L’image n’est plus floue. Malheureusement…
   L’internement. Les visites. Son discours incohérent tant elle a perdu pied suite à cette crise. Puis plus tard, un soir, l’annonce : devant la porte à code du bâtiment de psychiatrie. Elle s’est ouvert les veines à l’aide d’un pot de ferraille ébréché, dans sa chambre grise. Assise dos à la porte, face à la fenêtre, à peine éclairée par les lumières des réverbères, le bas de son corps caché par le lit en métal. Les infirmières, croyant à une insomnie, n’étaient pas entrées pour vérifier si tout allait bien. Elle avait l’air si calme les jours précédents. Jusqu’au matin, ainsi.

***

   La mémoire revenue, il avait rapidement quitté l’hôpital.

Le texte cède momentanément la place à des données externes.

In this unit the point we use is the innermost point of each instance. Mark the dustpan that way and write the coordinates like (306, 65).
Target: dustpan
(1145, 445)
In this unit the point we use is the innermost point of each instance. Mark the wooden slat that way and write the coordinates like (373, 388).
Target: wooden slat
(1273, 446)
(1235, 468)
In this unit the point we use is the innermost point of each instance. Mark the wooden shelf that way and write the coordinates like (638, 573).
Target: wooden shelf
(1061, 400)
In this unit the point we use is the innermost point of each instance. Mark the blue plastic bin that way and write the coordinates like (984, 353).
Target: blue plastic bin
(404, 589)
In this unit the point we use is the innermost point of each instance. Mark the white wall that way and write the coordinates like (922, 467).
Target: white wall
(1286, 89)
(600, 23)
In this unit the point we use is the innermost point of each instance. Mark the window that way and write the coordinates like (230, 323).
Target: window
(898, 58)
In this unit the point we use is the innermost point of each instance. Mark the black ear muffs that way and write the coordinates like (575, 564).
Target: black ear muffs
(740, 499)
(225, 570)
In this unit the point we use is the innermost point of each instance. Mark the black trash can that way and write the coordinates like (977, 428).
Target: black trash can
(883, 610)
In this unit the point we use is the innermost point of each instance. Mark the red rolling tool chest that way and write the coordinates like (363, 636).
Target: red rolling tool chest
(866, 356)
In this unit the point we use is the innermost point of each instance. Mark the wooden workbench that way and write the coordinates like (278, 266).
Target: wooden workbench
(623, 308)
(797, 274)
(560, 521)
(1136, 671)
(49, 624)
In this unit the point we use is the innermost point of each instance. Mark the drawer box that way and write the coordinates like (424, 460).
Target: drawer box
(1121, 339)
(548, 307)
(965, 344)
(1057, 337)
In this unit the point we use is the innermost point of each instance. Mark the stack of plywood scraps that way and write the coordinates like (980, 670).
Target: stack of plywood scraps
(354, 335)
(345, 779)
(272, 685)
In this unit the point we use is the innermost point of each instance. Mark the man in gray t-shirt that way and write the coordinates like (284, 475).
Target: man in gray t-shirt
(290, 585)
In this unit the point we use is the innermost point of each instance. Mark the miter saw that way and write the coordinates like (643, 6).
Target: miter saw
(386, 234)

Il n’avait plus sa place au milieu de ces gens dont l’ombre même semblait hurler leur profonde dépression, ces coquilles vides, affaissées dans les couloirs entre chaque prise de médicaments.
   Il faisait froid, gris, il bruinait ce jour-là. Un temps parfait pour se rendre au cimetière.
   Avec la tasse ébréchée.

* * *

Une plongée au fond de la tasse

pour interpréter une tache d'encre.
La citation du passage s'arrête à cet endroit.